In their press release, the FNCGM discredited “natural birth control methods” as being unreliable; quoting “an approximate failure rate of 17-20%“. These gynecologists allege that there is a connection between the high abortion rate in 20-24 year olds and the use of natural birth control methods.
To refute this misinformation, over a hundred of caregivers, doctors, pharmacists, gynecologists and midwives have asked “to cease misinformation on natural methods”. In the aftermath of the press release and numerous articles that followed, it seemed “important to rectify and clarify the situation for women to receive genuine and truthful information” regarding “the various amalgams”. In addition, on March 1st, an on-line petition was created. Due to the amalgams with other contraceptive practices, they reiterate that “very reliable natural methods are available, have been scientifically evaluated and have been proven to be efficacious on a worldwide basis”. They have been developed by medical researchers and the techniques are taught by accredited instructors. They explain that “to guarantee a high rate of effectiveness, the methods require rigor and training, (no autodidact or self-taught improvising)”. They testify that “numerous women and couples are perfectly satisfied with these methods and with the ease of incorporating them into their life-style”.
The elevated number of abortions in France pertains to what the authorities refer to as the French contraceptive paradox.

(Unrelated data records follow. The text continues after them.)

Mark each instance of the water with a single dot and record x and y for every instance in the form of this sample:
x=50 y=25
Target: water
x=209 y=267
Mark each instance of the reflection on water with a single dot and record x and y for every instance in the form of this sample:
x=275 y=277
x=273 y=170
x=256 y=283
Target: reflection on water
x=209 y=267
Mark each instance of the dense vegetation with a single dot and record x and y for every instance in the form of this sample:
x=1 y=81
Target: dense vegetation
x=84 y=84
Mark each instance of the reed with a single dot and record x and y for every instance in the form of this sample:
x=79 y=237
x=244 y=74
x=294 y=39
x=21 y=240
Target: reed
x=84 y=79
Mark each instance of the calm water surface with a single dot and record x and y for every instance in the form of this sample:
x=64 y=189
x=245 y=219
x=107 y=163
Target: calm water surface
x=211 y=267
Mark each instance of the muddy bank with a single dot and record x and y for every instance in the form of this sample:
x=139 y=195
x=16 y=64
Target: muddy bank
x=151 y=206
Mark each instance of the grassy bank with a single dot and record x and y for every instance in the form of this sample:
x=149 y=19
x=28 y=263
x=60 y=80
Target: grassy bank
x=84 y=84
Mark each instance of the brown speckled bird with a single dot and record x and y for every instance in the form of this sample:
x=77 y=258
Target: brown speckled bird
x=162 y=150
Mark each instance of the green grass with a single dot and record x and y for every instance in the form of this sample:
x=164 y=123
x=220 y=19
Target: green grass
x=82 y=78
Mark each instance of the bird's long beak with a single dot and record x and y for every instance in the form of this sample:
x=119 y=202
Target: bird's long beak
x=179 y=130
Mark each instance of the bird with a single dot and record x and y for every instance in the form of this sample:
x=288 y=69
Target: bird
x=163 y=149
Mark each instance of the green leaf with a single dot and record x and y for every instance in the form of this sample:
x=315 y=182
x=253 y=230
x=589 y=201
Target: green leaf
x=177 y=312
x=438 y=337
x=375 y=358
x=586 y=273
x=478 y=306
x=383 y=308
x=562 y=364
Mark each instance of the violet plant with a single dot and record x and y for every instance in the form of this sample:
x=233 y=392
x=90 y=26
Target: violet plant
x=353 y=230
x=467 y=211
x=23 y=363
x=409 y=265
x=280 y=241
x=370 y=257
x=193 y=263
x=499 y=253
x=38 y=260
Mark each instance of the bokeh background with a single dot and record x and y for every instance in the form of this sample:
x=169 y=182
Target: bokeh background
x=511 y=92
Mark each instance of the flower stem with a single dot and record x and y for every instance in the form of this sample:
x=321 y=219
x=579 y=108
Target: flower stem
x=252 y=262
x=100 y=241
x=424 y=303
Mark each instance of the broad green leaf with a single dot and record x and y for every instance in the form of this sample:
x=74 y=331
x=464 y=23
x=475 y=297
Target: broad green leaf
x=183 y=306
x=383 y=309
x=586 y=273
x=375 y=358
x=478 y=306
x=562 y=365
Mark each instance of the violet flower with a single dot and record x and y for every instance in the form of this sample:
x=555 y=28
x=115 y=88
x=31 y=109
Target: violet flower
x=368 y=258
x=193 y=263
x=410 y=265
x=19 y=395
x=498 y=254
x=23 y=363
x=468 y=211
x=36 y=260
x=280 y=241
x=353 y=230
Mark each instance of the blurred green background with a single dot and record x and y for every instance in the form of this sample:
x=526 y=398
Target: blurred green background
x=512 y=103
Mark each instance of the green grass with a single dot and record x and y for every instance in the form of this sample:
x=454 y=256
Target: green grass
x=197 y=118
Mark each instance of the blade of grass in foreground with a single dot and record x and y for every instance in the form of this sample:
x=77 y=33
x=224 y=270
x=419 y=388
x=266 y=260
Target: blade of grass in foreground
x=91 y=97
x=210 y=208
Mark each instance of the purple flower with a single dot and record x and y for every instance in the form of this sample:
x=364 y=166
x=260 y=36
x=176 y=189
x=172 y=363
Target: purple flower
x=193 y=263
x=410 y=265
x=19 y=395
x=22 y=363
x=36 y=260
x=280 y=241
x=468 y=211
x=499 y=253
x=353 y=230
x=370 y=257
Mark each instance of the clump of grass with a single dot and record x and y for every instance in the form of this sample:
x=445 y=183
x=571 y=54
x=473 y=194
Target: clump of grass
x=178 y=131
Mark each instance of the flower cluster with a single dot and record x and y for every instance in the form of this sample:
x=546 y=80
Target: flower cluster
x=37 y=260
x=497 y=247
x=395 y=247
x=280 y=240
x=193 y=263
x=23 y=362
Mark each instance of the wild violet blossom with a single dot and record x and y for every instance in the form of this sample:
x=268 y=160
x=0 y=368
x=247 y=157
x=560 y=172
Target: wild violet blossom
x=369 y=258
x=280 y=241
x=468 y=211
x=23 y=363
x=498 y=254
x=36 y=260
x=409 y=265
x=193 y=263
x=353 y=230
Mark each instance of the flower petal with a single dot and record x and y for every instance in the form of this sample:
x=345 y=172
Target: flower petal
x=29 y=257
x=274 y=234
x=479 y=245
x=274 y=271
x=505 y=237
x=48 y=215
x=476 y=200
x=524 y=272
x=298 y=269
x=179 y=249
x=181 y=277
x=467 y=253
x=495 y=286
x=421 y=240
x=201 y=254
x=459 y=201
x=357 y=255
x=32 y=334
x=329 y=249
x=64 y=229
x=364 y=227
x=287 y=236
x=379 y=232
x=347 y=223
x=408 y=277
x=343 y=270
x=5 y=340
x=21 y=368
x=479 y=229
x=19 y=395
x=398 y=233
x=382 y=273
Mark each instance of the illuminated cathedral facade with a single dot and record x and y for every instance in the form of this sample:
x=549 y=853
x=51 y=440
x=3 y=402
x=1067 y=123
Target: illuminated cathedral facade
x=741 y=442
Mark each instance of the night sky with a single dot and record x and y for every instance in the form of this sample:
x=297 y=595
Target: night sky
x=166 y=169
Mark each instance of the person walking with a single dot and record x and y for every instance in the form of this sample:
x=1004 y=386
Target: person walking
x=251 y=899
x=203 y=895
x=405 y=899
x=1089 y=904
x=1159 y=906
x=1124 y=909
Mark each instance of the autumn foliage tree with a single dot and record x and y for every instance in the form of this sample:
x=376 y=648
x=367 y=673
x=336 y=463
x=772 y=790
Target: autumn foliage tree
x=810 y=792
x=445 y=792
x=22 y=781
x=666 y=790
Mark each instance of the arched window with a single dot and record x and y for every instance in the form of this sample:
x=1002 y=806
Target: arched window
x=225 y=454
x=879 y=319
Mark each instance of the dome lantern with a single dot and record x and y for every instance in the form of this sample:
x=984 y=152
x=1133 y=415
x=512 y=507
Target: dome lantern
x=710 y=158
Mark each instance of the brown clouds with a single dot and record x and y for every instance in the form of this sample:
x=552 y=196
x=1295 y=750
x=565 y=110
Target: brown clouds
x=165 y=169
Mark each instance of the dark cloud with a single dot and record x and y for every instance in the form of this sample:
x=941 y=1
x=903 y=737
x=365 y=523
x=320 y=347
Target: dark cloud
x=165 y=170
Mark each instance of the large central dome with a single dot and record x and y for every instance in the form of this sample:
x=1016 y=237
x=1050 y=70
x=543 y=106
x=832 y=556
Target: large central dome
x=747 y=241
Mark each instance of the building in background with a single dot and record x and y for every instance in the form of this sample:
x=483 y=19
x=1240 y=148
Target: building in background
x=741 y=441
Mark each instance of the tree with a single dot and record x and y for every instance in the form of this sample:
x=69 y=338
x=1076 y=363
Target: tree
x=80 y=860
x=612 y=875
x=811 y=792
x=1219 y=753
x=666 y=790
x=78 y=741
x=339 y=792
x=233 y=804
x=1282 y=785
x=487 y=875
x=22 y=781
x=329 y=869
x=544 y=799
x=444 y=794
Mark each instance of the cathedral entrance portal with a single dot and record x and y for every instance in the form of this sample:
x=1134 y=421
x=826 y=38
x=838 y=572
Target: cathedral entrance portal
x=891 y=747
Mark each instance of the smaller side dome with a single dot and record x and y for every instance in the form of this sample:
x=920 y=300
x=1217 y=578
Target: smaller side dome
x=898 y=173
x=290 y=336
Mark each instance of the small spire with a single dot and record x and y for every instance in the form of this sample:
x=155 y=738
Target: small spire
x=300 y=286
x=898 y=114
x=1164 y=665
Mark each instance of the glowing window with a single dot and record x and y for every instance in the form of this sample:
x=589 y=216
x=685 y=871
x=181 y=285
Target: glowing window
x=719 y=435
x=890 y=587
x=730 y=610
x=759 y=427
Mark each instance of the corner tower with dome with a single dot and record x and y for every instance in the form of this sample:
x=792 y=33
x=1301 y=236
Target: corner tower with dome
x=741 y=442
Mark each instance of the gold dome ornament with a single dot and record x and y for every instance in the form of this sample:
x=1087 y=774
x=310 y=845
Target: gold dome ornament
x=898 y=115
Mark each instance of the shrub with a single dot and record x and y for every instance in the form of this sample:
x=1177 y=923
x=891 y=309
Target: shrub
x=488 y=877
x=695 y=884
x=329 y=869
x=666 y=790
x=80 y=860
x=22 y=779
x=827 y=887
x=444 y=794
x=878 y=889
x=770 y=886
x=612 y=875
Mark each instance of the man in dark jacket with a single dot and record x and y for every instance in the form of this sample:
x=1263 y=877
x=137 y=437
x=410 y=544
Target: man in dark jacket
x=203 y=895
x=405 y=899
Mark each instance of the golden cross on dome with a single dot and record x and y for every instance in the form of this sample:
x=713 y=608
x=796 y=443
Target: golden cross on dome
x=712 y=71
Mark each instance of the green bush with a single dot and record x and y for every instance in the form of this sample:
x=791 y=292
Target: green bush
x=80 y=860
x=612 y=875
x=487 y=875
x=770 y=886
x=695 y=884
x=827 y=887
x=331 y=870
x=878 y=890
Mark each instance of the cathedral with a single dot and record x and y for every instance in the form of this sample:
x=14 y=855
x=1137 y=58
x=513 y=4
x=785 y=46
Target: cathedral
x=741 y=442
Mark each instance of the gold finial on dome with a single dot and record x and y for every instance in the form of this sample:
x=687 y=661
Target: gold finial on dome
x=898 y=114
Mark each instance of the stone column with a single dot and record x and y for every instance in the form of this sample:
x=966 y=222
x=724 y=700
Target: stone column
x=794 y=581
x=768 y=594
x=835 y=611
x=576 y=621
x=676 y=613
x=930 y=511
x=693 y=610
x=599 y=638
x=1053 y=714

According to the Inspectorate General of Social Affairs “IGAS”, 72% of French women who aborted said they were using contraceptives when their pregnancy was announced. The ramification whereby complete trust in technology is proven infallible makes an unplanned pregnancy more arduous to accept. Abortion is frequently a systematic recourse, often due to outside pressure from the partner; or pressure from family members for teenage pregnancies. Nonetheless, “It is illusory to believe that fertility can be perfectly controlled. [1]”: pregnancies occur even when using IUD’s, and when taking birth control pills, (which can sometimes be forgotten).
For those aged 20-24, (the group with the highest overall number of abortions), the actual proportion decreased slightly between 2010 and 2016. As the French National Institute for Demographic Studies “INED” states: “Despite more tolerant and diversified family life styles, (Déchaux, 2009), restrictive criteria for reproduction prevail. Besides the requisite of being a couple (and having a stable relationship with a mutual consensus to become parents), there are now supplementary norms concerning age, financial resources for child-rearing, and the “ideal” spacing between 2 births.  These criteria regulate contraceptive and reproductive practices throughout a woman’s reproductive life cycle, including the period of “sexual adolescence”. Despite a high use of contraception and the progress made in fertility control, the assertion of abortion as a right, as well as the extension of the “adolescent” period, have led to an increase in abortion rates for the 18-25 year-old group.”
Following the crisis with the 3rd and 4th generation birth control pills, women have become more reluctant about using medical contraception. Currently, a new trend is developing where some women are reconsidering their contraceptive choices and are requesting a more “organic” or natural approach for their bodies’ overall health. Gynecologists, and society as a whole, need to discuss the challenge launched by these women’s aspirations for being treated more “naturally”, whith more respect for their body. There is room for discussion, provided it is an open, non-biased discussion.